If you find BsAs so dangerous and its people so disrespectful, why don't you return to your own country where everything and everyone is, in your opinion, so superior? I'm afraid I agree with Nashorama: be alert. Your sense of umbradge is, well, patetico.
 
#6
Replying to JG, and agreeing with Midlifebear, if everything is so bad and so disorganised in BA, then you got to the wrong place. This is not your Mississippi. Be real, this is South America. Still, if you don't feel comfortable for any reason, then here, in this country where I am a foreigner as well, you have the right to pick a plane at Ezeiza Airport and go back to your own paradise, that is ...your country... :), whenever you feel like, noone is forcing you to stay here.
 
#7
JG,"Just this afternoon i had perhaps the closest call ive ever had here and thats saying something." So was this call closer than the killer grannies that were trying to get you?No matter what country in the world you are in, you must take care when crossing the roads! If you want to avoid any of these situations then ONLY cross the road when there is nothing coming - Problem solved! So instead of trying to change a culture for your convinience, maybe you should change the ways you do things in this country. " I dont think, personally, this attitude of disrepect for laws and public safety is really that cute." Oh come on. What did you expect when you moved to South America? I wonder how many locals worry about this. Probably not many. In other countries, especially where there has been public unrest and widespread poverty there are far worse things for an outsider to worry about like being mugged or kidnapped and held for ransom. BA is a relatively safe city for the outsider and its within your control to stay out of trouble by taking extra care! I'll try and find a good link for you... The Argentine Association for the Blind may be able to teach you some road crossing tips to keep you safe in the future.
 
#8
Should Argentinians also not complain about the situation? Should everybody just accept it with a smile and be happy about it? Maybe you guys won't complain either when you find yourselfs in Argentinian hospital beds after traffic accidents?
The traffic here does need to change and the only way it is going to change is if people complain about it and attempt to do something about it. For some odd reason drivers here do have zero respect for pedestrians, I can recall atleast six times that I have had uncomfortable near misses here during these last few months.

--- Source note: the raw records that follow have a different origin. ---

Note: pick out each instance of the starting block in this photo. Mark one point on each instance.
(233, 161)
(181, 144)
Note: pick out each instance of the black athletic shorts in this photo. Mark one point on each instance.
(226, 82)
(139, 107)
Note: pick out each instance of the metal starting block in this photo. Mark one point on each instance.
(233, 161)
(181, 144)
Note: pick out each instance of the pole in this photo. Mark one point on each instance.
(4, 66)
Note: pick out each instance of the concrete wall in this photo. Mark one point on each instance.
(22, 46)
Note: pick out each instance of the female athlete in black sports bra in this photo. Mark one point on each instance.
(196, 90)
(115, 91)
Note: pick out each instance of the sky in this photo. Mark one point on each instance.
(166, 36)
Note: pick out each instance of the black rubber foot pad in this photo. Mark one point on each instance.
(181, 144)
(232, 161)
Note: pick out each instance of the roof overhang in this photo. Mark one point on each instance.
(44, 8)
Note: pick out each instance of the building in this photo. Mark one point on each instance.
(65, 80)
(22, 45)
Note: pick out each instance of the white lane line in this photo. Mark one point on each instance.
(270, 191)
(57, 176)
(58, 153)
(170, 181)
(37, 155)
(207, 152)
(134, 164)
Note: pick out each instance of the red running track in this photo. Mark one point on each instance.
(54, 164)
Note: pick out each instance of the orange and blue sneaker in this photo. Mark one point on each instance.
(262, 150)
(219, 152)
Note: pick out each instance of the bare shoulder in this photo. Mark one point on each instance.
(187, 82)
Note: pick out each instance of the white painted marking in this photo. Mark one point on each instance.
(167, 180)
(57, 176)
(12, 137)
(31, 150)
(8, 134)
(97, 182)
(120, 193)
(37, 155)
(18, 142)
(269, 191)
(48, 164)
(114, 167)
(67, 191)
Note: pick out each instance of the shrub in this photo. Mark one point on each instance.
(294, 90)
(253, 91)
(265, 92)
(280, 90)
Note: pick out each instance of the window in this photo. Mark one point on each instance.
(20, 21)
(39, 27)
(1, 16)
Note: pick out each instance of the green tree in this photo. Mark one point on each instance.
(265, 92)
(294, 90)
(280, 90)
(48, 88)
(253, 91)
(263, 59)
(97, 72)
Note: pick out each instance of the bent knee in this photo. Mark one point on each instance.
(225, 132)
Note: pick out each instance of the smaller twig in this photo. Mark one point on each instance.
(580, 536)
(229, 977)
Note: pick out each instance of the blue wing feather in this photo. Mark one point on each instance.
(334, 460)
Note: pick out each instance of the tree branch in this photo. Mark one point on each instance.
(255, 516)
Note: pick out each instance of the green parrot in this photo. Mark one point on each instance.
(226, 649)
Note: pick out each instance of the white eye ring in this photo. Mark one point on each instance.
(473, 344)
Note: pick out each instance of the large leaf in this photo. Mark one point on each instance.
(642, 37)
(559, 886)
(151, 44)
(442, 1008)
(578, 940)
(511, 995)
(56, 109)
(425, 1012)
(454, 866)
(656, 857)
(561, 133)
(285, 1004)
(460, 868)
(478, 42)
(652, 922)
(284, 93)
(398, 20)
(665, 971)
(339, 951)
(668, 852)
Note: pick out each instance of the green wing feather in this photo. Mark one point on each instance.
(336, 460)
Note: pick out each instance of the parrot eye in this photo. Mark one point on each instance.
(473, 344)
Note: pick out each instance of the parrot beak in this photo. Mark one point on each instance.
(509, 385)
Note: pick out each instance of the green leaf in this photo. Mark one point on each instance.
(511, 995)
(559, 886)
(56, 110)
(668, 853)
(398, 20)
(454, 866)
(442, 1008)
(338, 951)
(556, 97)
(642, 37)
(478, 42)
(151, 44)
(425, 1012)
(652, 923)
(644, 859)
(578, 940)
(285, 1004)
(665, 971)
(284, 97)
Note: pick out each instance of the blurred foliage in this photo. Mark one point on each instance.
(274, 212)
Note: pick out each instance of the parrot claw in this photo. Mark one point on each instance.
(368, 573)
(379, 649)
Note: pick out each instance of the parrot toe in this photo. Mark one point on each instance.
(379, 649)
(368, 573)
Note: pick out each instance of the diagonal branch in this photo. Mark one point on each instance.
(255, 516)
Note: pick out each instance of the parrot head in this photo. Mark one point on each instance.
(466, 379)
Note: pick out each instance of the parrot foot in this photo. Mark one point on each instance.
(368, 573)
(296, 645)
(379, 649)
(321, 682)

Worst example of that was when this motherfucker in his little white car blasting his shitty music was driving fast as a bitch and didn't see me through the ugly looking black film on his windshield, I hate kids like those who treat vehicles as if they were toys and put others in jeopardy. The traffic here is insane and the lack of care which drivers show to pedestrians is also insane, the good news about this is that the government here acctually is taking steps to fix the situation trying to better educate drivers and employing these new urban guards who assist pedestrians and monitor drivers. The way I see it really those urban guards are unnecessary and that whole idea was a bad one but I do think that the government should tripple or quadruple its efforts in both testing and educating drivers.
 
#10
"Elpanada" said:

The traffic here does need to change and the only way it is going to change is if people complain about it and attempt to do something about it. For some odd reason drivers here do have zero respect for pedestrians, I can recall atleast six times that I have had uncomfortable near misses here during these last few months.

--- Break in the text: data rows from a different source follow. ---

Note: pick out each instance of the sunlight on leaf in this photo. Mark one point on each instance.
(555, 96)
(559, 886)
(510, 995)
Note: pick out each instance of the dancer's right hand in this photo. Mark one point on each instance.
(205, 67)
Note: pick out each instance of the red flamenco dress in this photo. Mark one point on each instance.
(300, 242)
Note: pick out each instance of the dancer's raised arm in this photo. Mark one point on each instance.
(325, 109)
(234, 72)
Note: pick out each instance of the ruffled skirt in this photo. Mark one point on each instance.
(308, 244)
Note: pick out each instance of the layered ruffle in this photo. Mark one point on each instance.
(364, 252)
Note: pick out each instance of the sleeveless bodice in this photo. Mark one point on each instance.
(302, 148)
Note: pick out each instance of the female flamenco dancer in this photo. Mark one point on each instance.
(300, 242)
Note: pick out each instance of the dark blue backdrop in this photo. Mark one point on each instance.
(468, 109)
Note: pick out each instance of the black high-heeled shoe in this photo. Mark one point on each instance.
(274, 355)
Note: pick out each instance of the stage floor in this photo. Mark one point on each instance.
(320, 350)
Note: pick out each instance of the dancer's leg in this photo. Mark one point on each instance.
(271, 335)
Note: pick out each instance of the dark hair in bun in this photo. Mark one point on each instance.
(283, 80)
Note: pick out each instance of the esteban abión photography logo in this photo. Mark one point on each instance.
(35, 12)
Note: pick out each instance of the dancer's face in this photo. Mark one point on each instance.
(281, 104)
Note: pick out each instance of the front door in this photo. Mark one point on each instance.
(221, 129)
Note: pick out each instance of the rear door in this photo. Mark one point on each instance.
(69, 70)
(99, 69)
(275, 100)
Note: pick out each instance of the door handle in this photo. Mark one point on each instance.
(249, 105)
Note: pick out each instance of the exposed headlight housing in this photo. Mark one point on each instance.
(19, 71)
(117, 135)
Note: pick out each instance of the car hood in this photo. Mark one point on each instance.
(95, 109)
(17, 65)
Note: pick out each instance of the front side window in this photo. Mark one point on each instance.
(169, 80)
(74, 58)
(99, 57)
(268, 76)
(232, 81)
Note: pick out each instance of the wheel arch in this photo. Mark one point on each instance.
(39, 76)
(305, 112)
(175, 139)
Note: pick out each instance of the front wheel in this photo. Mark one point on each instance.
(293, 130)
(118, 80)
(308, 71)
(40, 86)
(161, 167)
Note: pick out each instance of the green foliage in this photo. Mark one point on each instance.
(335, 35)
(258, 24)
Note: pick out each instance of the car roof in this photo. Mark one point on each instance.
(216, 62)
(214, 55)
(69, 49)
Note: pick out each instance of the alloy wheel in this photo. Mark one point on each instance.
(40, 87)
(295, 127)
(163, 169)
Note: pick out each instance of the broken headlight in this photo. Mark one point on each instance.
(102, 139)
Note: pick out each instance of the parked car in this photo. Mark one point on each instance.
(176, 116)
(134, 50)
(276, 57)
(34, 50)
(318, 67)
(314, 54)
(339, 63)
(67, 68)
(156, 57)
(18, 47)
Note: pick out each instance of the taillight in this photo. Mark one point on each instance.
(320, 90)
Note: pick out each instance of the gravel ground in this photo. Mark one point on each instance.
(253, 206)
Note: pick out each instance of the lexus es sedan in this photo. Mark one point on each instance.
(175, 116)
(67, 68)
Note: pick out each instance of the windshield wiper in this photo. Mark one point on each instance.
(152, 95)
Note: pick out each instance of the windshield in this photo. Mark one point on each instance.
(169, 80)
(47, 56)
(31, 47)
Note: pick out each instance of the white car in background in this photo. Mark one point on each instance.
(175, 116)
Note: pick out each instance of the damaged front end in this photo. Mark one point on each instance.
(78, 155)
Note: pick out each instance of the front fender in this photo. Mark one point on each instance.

Cheers, mate. You echo my sentiments exactly. You have to create a bit of a fuss, not go like a lamb to the slaughter. It's the squeaky wheel that gets oiled, and all that.

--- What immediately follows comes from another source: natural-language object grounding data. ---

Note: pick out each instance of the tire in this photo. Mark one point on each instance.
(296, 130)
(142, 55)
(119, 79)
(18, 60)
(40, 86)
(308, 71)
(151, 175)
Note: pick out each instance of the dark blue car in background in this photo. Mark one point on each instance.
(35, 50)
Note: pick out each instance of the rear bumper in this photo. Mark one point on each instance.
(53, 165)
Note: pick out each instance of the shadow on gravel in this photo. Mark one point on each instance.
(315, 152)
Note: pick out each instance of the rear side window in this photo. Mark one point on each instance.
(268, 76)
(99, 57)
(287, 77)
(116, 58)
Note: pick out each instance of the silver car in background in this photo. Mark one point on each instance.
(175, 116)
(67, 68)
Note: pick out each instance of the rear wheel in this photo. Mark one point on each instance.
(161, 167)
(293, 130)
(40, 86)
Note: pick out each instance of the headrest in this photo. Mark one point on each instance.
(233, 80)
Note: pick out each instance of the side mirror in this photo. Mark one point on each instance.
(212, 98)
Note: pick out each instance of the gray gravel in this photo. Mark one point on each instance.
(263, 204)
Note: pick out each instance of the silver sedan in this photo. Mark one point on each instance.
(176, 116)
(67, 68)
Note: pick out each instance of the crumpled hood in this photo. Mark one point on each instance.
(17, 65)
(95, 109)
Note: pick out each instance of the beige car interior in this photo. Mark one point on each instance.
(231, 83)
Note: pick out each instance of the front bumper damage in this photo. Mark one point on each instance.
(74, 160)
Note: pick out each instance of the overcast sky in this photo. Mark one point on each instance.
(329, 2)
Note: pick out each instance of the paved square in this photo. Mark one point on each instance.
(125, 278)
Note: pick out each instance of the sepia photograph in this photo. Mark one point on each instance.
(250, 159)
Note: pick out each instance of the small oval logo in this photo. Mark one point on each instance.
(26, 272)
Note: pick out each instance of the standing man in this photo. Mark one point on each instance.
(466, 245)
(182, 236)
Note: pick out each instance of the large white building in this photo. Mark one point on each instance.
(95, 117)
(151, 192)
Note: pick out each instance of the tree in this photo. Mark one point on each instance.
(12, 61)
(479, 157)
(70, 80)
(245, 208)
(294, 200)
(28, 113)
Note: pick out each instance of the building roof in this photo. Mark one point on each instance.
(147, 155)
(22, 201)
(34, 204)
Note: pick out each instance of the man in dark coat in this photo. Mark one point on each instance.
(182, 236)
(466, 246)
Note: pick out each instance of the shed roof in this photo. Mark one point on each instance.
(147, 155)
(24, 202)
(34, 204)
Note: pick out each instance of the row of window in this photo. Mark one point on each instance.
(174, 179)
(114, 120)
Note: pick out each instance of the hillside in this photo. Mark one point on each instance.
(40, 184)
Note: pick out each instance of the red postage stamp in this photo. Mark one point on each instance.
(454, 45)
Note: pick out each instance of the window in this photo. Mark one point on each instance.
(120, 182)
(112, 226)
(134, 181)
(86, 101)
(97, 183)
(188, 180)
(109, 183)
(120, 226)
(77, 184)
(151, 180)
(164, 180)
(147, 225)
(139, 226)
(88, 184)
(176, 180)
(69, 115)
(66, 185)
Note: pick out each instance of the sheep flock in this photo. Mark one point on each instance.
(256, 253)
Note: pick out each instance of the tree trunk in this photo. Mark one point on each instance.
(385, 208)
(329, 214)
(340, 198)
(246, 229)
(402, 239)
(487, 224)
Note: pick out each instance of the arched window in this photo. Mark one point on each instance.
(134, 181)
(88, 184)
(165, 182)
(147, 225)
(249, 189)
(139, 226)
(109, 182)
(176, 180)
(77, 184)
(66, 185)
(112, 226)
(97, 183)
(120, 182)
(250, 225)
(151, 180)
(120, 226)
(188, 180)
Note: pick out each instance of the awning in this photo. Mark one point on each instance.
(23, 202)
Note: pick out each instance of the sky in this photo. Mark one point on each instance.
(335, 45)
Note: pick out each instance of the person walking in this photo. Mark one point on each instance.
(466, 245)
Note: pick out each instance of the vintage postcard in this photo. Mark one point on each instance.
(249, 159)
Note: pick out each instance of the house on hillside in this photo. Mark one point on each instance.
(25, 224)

The other thing that bothers me is the way any poster critical of life in Argentina is advised to pack his bags and go back to gringoland. One consequence of this is that posts on this forum may not then reflect the true range of experience and problems prevailing in Argentina. If a prospective visitor just reads one nauseatingly saccharrine account after another of life in BsAs, he may be in for a bit of a shock when he actually visits the place (as I certainly was). These self-appointed thought police aren't performing a useful function.